An unexpectedly fun activity was a visit to the Zay Cho market – a conglomeration of market halls where absolutely anything and everything is sold in crammed spaces. It’s basically the Burmese version of Walmart, just way more exciting.
No trip to Myanmar is complete without visiting Mandalay’s most famous spot (well, a little outside of Mandalay, in Amarapura), the U Bein Bridge – the world’s oldest and longest teakwood bridge, built in the late 19th century. While it’s also the only place in Mandalay where we met other tourists, it still had an incredible vibe to it, so we came on two separate evenings to enjoy our sundowner. We parked the scooter on the Western bank of Taung Tha Man lake where the food stalls and boat rentals are based. For about 15 USD, you’ll get your private little boat with your own gondolier pushing you into the perfect spot to see the sun set behind the bridge. Since they’re all coordinated, no one will block anyone’s view here – even though there’s going to be at least 30 other boats on the lake each sunset. Make sure you buy a fresh coconut before you hop on the boat, then just enjoy for an hour or so.
Our personal “must-do” in Mandalay is a visit to the jade market in the morning. Foreigners have to pay a small entry fee, but we were literally the only Western people there that morning. It’s one of the largest and most important jade markets in the world – the Chinese visit frequently to sell or buy jade. It’s quite educational – the process of how the raw stones are processed into a finished product can easily be comprehended by walking around the market clock-wise – all the steps are arranged in stations in the right order, from cutting to polishing, and the best part is observing merchants bid on raw stones early in the morning. Arrive at around 8-9am, have a Burmese breakfast pastry, and watch – but don’t buy unless you know a thing or two about jade, otherwise you’ll be ripped off in an instant.

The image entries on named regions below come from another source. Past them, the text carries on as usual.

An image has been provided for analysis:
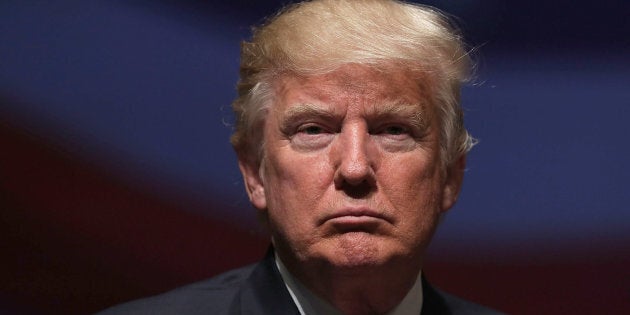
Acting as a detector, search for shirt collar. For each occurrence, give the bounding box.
[275,254,422,315]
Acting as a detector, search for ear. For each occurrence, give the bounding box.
[238,158,267,210]
[441,154,466,212]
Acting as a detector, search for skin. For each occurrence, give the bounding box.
[239,65,464,314]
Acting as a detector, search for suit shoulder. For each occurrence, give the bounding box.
[435,289,505,315]
[97,265,253,315]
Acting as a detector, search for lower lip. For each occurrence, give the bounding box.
[328,215,382,228]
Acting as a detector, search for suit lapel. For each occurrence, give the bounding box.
[230,248,299,315]
[420,276,451,315]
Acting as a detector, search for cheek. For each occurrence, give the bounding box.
[264,152,332,219]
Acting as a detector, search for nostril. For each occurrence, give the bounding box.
[341,180,374,199]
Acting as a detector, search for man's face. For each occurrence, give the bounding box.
[241,65,463,268]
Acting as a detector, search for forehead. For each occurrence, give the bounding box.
[275,64,430,110]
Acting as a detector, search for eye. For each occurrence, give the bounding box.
[298,125,324,135]
[383,125,408,136]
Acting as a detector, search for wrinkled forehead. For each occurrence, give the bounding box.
[274,64,433,111]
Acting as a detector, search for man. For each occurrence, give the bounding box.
[99,0,504,314]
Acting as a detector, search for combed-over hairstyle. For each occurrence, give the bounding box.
[231,0,474,165]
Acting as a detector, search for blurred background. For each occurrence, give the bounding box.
[0,0,630,314]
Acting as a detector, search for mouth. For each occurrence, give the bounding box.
[322,208,389,232]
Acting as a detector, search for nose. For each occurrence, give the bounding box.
[333,125,374,189]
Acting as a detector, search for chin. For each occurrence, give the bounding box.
[326,232,395,269]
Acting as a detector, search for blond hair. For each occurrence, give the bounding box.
[231,0,474,164]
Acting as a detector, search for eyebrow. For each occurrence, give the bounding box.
[368,101,429,129]
[280,103,338,130]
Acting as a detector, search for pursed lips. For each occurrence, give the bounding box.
[320,207,391,226]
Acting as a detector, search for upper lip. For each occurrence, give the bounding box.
[322,207,390,223]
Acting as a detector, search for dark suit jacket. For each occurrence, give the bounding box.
[99,250,499,315]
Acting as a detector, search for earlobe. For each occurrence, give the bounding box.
[441,155,466,212]
[238,158,267,210]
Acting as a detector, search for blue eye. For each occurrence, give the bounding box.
[383,126,407,135]
[300,126,323,135]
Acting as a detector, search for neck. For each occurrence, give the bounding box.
[281,257,420,315]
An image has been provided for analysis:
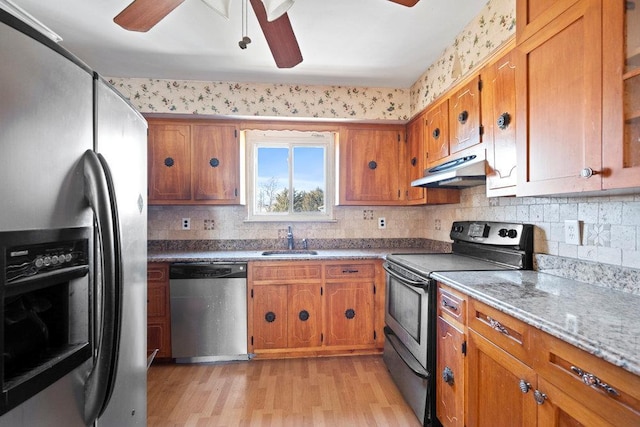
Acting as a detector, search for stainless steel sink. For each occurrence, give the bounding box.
[261,249,318,256]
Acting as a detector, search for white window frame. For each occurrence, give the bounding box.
[243,130,337,222]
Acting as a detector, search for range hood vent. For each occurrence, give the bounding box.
[411,154,487,188]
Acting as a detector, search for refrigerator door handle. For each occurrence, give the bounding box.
[83,150,122,425]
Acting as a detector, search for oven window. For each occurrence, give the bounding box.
[388,279,422,343]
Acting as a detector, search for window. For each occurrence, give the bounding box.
[245,131,335,221]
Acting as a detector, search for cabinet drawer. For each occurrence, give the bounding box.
[324,263,376,280]
[437,284,467,325]
[250,261,322,283]
[532,330,640,426]
[468,299,533,366]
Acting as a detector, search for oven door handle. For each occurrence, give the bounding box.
[382,262,430,289]
[384,326,429,380]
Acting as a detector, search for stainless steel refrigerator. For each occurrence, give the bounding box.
[0,1,147,427]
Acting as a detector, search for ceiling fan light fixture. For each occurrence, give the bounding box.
[262,0,294,22]
[202,0,231,19]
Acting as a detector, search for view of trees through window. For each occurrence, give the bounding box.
[255,143,327,214]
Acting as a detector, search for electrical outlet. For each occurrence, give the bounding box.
[564,219,582,245]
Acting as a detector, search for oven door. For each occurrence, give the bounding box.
[384,262,434,370]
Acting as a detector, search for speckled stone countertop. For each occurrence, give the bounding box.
[147,248,425,262]
[433,271,640,375]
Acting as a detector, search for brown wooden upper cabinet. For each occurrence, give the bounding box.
[425,75,482,167]
[516,0,640,196]
[482,47,517,197]
[340,125,408,205]
[148,119,241,205]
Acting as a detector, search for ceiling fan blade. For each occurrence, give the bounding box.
[389,0,420,7]
[251,0,302,68]
[113,0,184,32]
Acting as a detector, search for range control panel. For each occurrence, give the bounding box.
[449,221,533,249]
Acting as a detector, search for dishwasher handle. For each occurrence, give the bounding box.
[169,263,247,279]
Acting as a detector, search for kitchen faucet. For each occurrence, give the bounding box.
[287,226,293,251]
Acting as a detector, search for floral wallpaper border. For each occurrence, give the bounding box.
[109,0,515,121]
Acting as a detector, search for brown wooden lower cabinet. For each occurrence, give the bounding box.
[435,284,640,427]
[147,263,171,359]
[248,260,384,358]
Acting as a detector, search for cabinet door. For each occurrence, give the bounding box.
[288,285,322,348]
[467,329,537,427]
[516,0,602,196]
[449,78,481,154]
[325,282,375,345]
[435,317,465,427]
[252,285,288,350]
[538,378,616,427]
[192,125,240,203]
[425,99,449,166]
[148,122,191,203]
[516,0,578,43]
[602,1,640,189]
[340,128,405,204]
[405,114,426,205]
[147,263,171,358]
[482,52,517,196]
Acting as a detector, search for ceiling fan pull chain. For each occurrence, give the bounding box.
[238,0,251,49]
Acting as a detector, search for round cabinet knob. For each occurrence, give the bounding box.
[496,113,511,130]
[442,366,453,385]
[580,167,598,178]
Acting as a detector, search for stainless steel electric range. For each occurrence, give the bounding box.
[383,221,533,426]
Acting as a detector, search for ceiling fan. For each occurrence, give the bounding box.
[113,0,419,68]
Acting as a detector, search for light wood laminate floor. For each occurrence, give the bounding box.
[148,356,420,427]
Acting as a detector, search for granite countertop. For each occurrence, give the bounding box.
[147,248,427,262]
[433,270,640,375]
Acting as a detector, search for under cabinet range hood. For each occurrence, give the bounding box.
[411,152,487,188]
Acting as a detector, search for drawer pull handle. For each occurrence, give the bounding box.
[533,390,547,405]
[571,366,620,396]
[442,299,458,311]
[487,316,509,335]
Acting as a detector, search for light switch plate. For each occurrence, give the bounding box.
[564,219,582,245]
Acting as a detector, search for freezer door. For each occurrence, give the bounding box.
[0,15,93,231]
[95,78,147,426]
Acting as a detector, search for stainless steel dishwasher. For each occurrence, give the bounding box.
[169,263,249,363]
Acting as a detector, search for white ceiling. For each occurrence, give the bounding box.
[13,0,487,88]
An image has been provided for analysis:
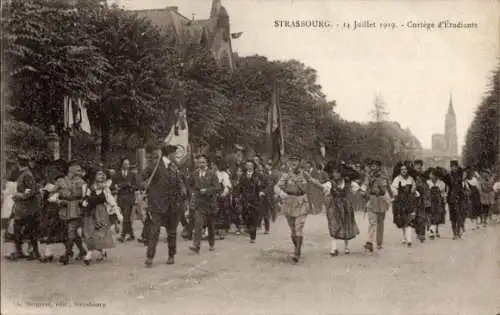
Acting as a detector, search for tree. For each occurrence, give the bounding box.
[462,66,500,168]
[3,0,108,129]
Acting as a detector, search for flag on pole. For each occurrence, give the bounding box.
[231,32,243,39]
[76,98,92,134]
[164,108,190,164]
[267,82,285,165]
[64,96,75,130]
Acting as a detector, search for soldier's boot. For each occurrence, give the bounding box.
[292,236,302,263]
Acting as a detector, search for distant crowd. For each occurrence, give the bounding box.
[2,146,500,267]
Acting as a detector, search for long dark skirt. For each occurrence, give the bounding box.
[215,197,231,230]
[467,186,482,219]
[40,205,67,244]
[83,204,115,250]
[326,197,360,241]
[392,192,415,229]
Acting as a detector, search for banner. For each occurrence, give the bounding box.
[164,108,189,164]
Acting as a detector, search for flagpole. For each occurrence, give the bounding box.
[68,129,73,161]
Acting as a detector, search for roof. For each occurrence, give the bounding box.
[133,8,190,36]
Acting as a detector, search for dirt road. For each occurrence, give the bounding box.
[2,214,500,315]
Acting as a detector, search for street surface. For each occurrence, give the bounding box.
[2,213,500,315]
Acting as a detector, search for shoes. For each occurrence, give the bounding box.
[59,255,69,266]
[40,255,54,263]
[189,245,200,254]
[365,242,373,253]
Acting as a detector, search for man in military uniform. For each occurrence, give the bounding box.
[49,161,87,265]
[189,155,222,253]
[143,145,186,267]
[447,160,466,240]
[8,156,40,260]
[413,160,428,242]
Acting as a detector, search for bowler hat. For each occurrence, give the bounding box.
[161,144,177,155]
[370,160,382,167]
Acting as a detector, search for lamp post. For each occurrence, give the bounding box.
[45,125,60,160]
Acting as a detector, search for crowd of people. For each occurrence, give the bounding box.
[2,145,500,267]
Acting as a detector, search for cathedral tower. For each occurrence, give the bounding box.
[444,95,458,156]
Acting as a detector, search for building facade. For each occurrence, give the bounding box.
[134,0,238,71]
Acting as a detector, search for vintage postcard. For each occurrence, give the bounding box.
[0,0,500,315]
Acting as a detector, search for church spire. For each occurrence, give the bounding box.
[210,0,222,18]
[446,93,455,117]
[444,93,458,157]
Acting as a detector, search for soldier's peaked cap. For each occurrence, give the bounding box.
[161,144,177,155]
[371,160,382,166]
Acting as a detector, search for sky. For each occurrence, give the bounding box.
[112,0,500,150]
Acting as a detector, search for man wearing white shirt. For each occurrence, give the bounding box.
[143,145,186,267]
[213,159,232,239]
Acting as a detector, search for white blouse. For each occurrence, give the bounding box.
[321,180,366,195]
[493,182,500,192]
[217,171,232,197]
[427,179,446,198]
[391,175,418,197]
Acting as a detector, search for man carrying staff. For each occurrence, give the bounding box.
[274,156,310,263]
[143,145,186,268]
[365,161,392,252]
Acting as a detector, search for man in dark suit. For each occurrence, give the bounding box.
[189,155,221,253]
[143,145,185,267]
[113,158,138,242]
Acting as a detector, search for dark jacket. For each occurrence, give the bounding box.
[143,159,184,213]
[113,170,139,203]
[189,170,222,214]
[238,172,266,210]
[13,169,40,219]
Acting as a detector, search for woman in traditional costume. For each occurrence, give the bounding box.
[490,175,500,223]
[82,169,123,265]
[307,162,366,256]
[391,164,417,247]
[464,169,482,229]
[426,168,446,240]
[479,170,495,227]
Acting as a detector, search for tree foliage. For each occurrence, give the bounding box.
[2,0,420,167]
[462,66,500,168]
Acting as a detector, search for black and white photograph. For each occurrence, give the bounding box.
[0,0,500,315]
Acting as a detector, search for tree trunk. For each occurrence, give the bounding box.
[100,120,111,163]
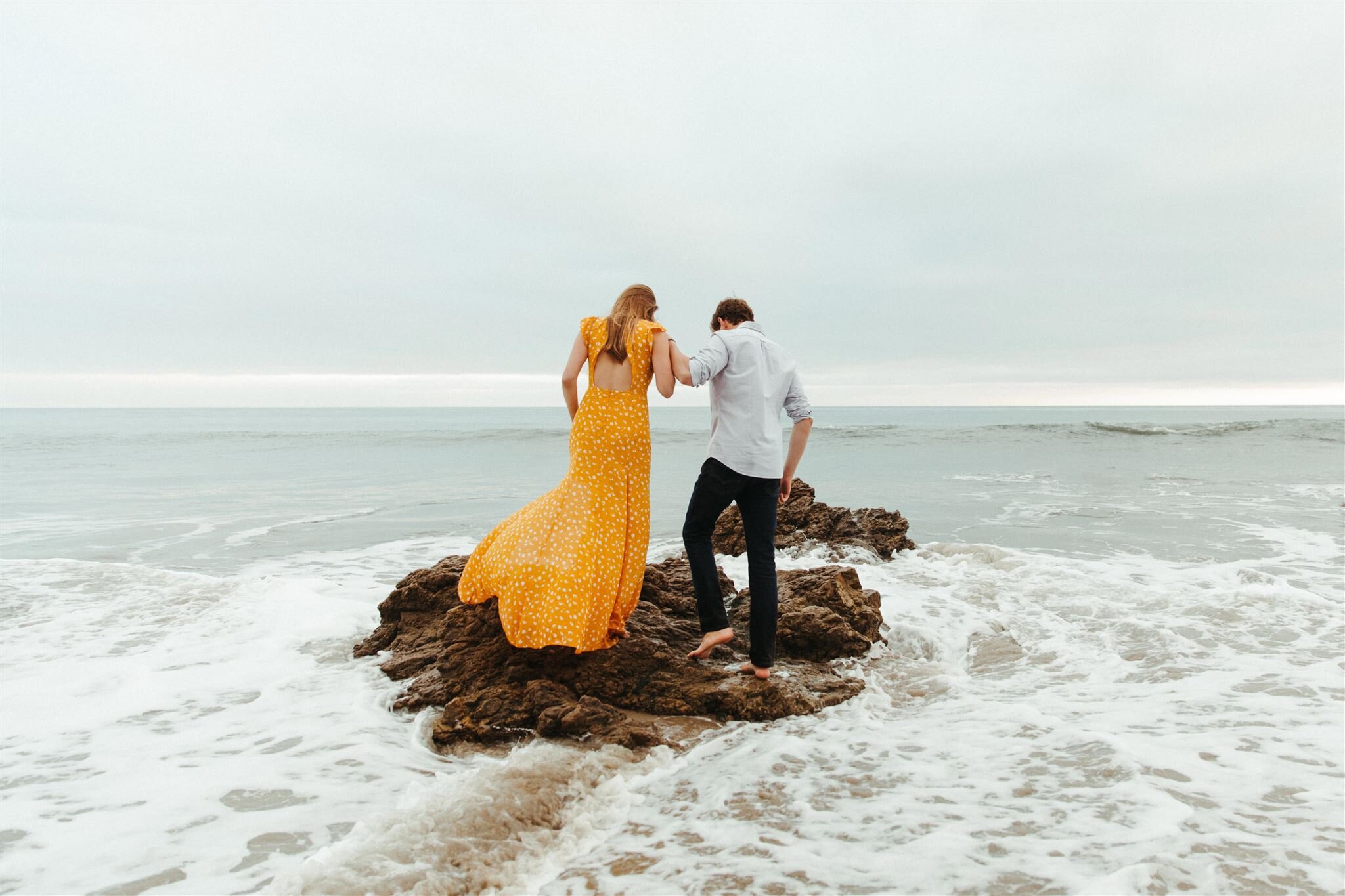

The best views over Mandalay can be found on the top of Mandalay Hill, from the Su Taung Pyae Pagoda. It’s a fun jungle drive up by scooter – if you have a driver, ask him to wait for you.
Another general tipp for visiting Myanmar – always carry some wet wipes in your pockets. You won’t get to enter a buddhist site with your shoes on, and you’ll want to clean your feet after. In any case, it’s never a bad idea to keep your hands (and cellphone, and camera) bacteria-free when you’re traveling.
We kicked off our cruise on Saturday morning, but on the first day, we stayed around Mandalay and had a chance to go up Sagaing Hill to see just how pagoda-studded the whole area is. Also, we got to visit a monastic school that is funded by Sanctuary Cruises and a traditional silk-weaving workshop. In the afternoon, we made our way down to U Bein Bridge for our second visit there. I’ll be sharing more details of our river cruise in the next post – it was a truly great experience and the best way to see central Myanmar and all the sites along the Irrawaddy river, if you ask us…
To summarize this post – visit Mandalay if you visit Myanmar! Our recommended places to visit are:
- U Bein Bridge
- Kuthodaw pagoda / the world’s largest book
- The jade market
- Mandalay hill and Su Taung Pyae Pagoda
- The royal palace & its watch tower
- Zay Cho market
- Sagaing hill
You can see all of those in about two days, maybe three if you prefer to take it slow. From there on, continue south towards Bagan – and don’t forget to notice Burmese rural life happening along the way. Myanmar is still one of those enchanted countries that is just now waking up to the modern age. Go there before it’s too late.